To stand out, Ramp creates highly specific, memorable experiences for key personas. For example, they hosted a suite at a Beyonce concert and specifically invited women CFOs, encouraging them to bring their children. This creative, thoughtful approach generates significant interest and goodwill.
The podcast's business-themed Halloween costume contest, featuring ideas like a "terrifying tariff," successfully engages its specific audience. This fosters a strong sense of community and brand identity by creating inside jokes and shared experiences that resonate with their target listener persona.
Even people who can buy anything are delighted by thoughtful, childlike moments. Small, personalized touches like custom jerseys or a surprise photo slideshow create a unique feeling that can't be purchased. Focus on creating these 'in-between' moments that tap into a universal desire for recognition and fun.
Instead of a generic conference happy hour, Harris Kenny organized a sponsored, invite-only laser tag event. This unconventional approach generated significant buzz, attracted a highly targeted "if you know, you know" audience, and reinforced the brand's unique identity in a stodgy enterprise sales space.
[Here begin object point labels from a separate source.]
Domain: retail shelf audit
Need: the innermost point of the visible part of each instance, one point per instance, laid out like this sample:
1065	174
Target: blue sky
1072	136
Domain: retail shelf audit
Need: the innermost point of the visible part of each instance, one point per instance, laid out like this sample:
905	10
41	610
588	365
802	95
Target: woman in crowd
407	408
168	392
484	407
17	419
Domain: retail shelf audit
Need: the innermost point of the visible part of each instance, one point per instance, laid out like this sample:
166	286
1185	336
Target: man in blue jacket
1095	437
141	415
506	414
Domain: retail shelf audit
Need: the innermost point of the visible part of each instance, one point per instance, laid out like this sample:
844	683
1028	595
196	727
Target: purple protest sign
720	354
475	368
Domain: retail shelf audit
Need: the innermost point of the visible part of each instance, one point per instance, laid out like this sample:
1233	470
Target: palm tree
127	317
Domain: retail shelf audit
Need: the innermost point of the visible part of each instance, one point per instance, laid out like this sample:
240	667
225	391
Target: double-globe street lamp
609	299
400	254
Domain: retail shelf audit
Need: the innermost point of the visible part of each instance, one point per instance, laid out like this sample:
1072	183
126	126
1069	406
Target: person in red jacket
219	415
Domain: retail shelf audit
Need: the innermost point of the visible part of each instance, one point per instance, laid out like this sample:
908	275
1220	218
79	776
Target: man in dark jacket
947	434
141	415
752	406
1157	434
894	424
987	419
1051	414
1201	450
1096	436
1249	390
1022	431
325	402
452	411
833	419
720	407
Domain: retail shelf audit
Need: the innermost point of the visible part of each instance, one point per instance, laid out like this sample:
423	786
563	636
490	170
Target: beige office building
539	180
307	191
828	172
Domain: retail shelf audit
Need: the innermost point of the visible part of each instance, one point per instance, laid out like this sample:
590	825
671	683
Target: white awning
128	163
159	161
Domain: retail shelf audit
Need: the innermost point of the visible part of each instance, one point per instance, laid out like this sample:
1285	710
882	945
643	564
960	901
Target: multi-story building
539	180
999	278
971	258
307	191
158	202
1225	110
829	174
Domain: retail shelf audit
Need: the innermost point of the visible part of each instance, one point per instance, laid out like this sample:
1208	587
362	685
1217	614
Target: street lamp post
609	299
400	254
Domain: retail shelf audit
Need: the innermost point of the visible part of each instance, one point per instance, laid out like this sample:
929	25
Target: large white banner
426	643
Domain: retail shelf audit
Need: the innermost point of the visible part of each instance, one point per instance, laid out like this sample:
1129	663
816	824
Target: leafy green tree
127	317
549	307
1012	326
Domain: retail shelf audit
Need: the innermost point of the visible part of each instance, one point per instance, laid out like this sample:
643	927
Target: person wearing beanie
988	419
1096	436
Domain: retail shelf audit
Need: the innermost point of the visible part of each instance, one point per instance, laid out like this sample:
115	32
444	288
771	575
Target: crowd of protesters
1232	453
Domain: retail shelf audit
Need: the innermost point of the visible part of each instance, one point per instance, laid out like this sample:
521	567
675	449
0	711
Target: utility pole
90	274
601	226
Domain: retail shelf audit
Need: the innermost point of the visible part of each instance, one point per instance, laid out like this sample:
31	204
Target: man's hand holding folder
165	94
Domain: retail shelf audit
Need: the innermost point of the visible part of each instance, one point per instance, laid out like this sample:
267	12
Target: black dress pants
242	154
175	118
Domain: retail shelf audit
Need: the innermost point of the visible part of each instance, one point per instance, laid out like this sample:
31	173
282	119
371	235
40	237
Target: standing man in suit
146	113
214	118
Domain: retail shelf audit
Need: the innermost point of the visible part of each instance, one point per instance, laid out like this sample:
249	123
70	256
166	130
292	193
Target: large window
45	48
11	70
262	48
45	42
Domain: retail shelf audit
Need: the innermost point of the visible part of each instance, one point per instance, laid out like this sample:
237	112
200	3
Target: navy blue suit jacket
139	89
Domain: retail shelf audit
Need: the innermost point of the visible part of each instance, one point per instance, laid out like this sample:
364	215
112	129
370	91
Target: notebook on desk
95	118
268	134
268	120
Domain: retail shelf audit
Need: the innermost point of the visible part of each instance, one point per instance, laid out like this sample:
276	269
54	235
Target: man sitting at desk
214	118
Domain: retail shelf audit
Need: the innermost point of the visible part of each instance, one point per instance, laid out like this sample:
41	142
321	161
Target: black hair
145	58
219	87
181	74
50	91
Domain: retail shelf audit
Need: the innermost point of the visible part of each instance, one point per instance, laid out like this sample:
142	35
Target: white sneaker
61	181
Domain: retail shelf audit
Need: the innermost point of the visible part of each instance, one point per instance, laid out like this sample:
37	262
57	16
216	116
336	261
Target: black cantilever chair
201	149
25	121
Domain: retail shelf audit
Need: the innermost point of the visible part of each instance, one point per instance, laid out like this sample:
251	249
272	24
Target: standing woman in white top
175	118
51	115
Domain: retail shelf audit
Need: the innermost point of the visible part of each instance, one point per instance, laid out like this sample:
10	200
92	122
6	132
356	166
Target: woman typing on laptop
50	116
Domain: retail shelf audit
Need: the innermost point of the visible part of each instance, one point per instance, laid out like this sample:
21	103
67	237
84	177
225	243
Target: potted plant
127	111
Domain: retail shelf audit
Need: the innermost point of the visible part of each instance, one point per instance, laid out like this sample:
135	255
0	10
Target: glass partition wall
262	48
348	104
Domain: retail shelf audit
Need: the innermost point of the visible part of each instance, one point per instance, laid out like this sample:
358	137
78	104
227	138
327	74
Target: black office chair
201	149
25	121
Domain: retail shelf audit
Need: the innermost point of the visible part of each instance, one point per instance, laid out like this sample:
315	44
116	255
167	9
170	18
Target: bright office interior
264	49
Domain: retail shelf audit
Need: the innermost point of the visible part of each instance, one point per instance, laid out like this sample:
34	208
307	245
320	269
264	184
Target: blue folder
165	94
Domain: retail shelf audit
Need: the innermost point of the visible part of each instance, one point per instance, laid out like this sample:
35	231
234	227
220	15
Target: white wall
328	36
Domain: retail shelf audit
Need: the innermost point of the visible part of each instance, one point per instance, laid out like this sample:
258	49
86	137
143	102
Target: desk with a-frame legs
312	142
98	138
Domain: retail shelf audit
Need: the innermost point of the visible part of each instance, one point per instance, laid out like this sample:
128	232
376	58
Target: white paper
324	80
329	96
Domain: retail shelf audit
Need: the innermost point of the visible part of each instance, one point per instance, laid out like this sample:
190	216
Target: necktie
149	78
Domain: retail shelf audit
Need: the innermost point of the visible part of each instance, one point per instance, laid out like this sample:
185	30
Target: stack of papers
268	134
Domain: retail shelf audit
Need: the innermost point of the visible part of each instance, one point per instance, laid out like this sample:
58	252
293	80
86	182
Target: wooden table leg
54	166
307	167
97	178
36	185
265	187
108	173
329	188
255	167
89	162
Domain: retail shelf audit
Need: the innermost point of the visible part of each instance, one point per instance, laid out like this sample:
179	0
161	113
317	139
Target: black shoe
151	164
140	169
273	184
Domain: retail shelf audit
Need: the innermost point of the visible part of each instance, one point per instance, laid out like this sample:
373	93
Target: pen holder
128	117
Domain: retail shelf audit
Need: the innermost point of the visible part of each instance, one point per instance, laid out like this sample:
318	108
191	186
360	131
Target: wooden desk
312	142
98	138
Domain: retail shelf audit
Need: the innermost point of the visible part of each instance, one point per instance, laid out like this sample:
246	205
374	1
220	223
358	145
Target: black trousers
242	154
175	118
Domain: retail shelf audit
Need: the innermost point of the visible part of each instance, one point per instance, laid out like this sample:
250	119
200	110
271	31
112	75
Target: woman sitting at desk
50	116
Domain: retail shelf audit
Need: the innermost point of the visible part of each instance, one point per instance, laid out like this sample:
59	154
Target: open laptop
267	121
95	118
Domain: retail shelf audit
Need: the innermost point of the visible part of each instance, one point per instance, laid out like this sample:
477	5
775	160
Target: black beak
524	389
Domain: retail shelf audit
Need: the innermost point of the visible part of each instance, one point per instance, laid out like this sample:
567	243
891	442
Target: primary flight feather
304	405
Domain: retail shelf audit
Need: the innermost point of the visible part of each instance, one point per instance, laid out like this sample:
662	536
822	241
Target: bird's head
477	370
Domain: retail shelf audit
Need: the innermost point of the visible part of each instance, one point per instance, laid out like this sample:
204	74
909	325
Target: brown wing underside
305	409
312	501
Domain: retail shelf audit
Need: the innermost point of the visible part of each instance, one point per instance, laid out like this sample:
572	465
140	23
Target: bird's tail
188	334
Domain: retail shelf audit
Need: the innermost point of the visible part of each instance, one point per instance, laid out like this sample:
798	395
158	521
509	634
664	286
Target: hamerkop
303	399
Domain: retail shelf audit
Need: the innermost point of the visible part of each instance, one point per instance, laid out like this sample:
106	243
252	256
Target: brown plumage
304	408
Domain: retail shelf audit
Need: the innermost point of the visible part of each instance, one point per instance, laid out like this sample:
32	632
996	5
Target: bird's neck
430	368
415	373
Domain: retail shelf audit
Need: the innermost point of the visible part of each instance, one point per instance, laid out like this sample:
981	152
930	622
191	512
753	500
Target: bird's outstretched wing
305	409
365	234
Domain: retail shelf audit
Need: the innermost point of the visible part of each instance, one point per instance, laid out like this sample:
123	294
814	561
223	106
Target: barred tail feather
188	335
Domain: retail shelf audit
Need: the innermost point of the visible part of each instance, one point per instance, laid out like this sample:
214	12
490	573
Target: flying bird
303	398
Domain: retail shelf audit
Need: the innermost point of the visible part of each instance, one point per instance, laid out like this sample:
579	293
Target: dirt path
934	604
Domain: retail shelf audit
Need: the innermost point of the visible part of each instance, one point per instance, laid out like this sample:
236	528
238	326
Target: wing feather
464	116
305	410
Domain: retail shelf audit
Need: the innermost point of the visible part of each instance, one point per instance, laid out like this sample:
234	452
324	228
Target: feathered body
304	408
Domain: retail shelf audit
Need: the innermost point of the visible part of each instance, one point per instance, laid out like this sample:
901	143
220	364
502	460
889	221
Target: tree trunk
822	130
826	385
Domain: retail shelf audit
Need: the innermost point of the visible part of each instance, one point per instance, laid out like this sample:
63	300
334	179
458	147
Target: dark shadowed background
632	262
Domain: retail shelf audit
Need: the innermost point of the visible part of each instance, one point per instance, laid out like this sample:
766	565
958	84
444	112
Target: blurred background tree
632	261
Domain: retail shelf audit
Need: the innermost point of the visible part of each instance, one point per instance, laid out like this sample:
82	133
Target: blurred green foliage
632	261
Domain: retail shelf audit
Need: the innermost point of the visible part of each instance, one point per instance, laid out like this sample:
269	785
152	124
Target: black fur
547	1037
Big Cabal Media's Zococo publication launched "Hertitude," an all-women's festival staffed entirely by women. Initially planned for 150 attendees, it sold 700 tickets on the first day, demonstrating a huge, untapped demand for safe, community-focused events that go beyond typical conference formats and resonate deeply with a specific demographic.
Instead of broad webinars, Briq creates hyper-specific ones like "Airport Projects in the Southeast" designed to attract one specific target account. This tactic frames a demo as an exclusive educational event, increasing engagement from a key prospect by speaking directly to their immediate context.
Transform your customer base into a community by hosting exclusive meetups. This strategy builds a "culture machine" where customers feel like family, fostering loyalty and generating organic referrals without a hard sales pitch.
Instead of focusing on immediate ROI, structure events to foster genuine connections and goodwill ("karma"). This builds a stronger, more resilient brand over time, even if it means creating opportunities for competitors by inviting them.
Attendees have an "experiencing self" and a "remembering self." The latter only retains a few key moments. Effective event design focuses on creating 3-5 powerful, memorable touchpoints that will stick with attendees and drive business outcomes long after the event ends.
In-person events create a powerful, hard-to-replicate competitive moat. While rivals can easily copy your digital products or content with AI, they cannot replicate the unique community, experience, and brand loyalty fostered by well-executed IRL gatherings.
As AI makes high-quality digital outreach easy to create, inboxes and call lists are saturated. Small, intimate, in-person events have become a non-scalable but highly effective way to cut through digital noise and build genuine relationships.